The Committee found that Hungary had violated article 10 (information on family planning) for failing to provide information and advice on family planning, particularly given that sterilization has serious consequences for women.

The Committee found that Hungary violated the article 12 (right to access healthcare services) by failing to ensure informed consent from A.S. to perform the sterilization. The Committee considered that the circumstances did not allow for proper counseling and information on the procedure.

The Committee found that Hungary had violated article 16(1)(e) (right to decide freely on the spacing and number of her children) because the sterilization was performed without A.S.'s full and informed consent, depriving her permanently of her "natural reproductive capacity."

The Committee considered the case admissible even though the procedure predated CEDAW's optional protocol, which gives the Committee competence to receive individual complaints in States that ratified the optional protocol. The Committee considered the sterilization an ongoing violation because it permanently deprived A.S. of her natural reproductive capacity.

The Committee recommended that the State Party provide appropriate compensation to A.S. "commensurate with the gravity of the violations of her rights." The Committee recommended that the State Party take further measures to amend its laws to conform with international human rights and medical standards and take steps to ensure that relevant provisions of the Convention and accompanying recommendations (Nos. 19, 21 and 24) in relation to women's reproductive health and rights be known and adhered to by all relevant healthcare personnel in public and private health facilities.
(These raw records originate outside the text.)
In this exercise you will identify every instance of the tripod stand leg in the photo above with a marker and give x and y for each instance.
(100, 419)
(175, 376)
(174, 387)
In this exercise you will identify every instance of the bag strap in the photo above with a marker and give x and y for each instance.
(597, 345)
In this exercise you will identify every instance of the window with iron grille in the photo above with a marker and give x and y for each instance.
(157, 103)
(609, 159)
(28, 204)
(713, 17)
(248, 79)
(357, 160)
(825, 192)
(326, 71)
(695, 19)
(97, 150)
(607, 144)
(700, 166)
The Committee also recommended that all private and public medical facilities performing sterilization procedures comply with requirements of informed consent, with appropriate sanctions in place in the event of a breach.
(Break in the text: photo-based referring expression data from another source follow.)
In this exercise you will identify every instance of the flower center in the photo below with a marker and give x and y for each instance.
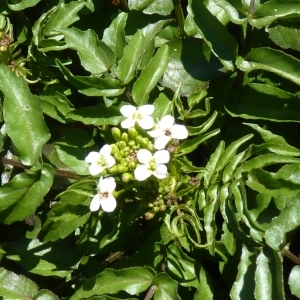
(137, 116)
(103, 195)
(168, 132)
(101, 161)
(152, 164)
"With respect to the claim that the State party violated article 10 (h) of the Convention by failing to provide information and advice on family planning, the Committee recalls its general recommendation No. 21… which recognizes in the context of 'coercive practices which have serious consequences for women, such as forced … sterilization” that informed decision-making about safe and reliable contraceptive measures depends upon a woman having “information about contraceptive measures and their use, and guaranteed access to sex education and family planning services'." Para. 11.2.
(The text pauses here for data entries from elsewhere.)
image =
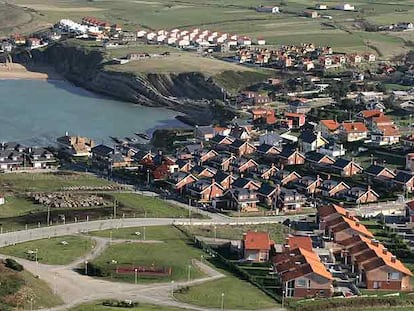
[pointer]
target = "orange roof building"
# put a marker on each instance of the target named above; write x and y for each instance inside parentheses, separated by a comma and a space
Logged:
(354, 127)
(256, 246)
(331, 125)
(303, 274)
(303, 242)
(377, 267)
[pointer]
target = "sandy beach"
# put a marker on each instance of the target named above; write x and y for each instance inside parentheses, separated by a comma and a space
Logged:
(18, 71)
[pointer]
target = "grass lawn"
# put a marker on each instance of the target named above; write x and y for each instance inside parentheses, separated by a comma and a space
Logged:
(23, 182)
(277, 231)
(161, 233)
(178, 63)
(52, 251)
(17, 206)
(42, 294)
(238, 294)
(141, 307)
(17, 288)
(139, 205)
(176, 252)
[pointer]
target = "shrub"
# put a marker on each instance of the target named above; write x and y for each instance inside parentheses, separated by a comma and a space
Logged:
(13, 264)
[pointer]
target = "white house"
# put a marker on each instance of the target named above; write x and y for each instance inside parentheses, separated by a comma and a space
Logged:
(321, 6)
(244, 41)
(183, 43)
(151, 36)
(345, 7)
(141, 33)
(268, 9)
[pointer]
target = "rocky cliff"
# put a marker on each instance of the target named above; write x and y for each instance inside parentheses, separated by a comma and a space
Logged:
(189, 93)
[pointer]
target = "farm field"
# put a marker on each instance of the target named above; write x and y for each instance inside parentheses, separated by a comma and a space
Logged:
(25, 182)
(17, 206)
(288, 27)
(142, 206)
(140, 307)
(209, 295)
(18, 288)
(53, 251)
(174, 243)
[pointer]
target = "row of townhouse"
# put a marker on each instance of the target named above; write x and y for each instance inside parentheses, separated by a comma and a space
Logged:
(376, 267)
(236, 174)
(374, 125)
(306, 57)
(196, 37)
(14, 156)
(304, 273)
(299, 268)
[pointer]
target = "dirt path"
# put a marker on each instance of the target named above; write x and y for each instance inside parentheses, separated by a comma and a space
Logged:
(75, 289)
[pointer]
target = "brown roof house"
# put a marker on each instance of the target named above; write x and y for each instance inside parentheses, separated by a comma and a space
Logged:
(376, 267)
(347, 168)
(302, 274)
(256, 246)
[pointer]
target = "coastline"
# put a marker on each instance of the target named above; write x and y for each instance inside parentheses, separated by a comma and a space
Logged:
(19, 72)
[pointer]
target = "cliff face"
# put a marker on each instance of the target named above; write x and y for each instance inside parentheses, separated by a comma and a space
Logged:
(185, 92)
"According to article 12 of the Convention, States parties shall 'ensure to women appropriate services in connection with pregnancy, confinement, and the post-natal period'. The Committee explained in its general recommendation No. 24 on women and health that '[A]cceptable services are those that are delivered in a way that ensures that a woman gives her fully informed consent, respects her dignity…' …'States parties should not permit forms of coercion, such as non-consensual sterilization … that violate women’s rights to informed consent and dignity'. The Committee considers in the present case that the State party has not ensured that the author gave her fully informed consent to be sterilized and that consequently the rights of the author under article 12 were violated." Para. 11.3.

“As to whether the State party violated the rights of the author under article 16, paragraph 1 (e) of the Convention, the Committee recalls its general recommendation No. 19 on violence against women in which it states that “[C]ompulsory sterilization ... adversely affects women’s physical and mental health, and infringes the right of women to decide on the number and spacing of their children”. The sterilization surgery was performed on the author without her full and informed consent and must be considered to have permanently deprived her of her natural reproductive capacity." Para. 11.4.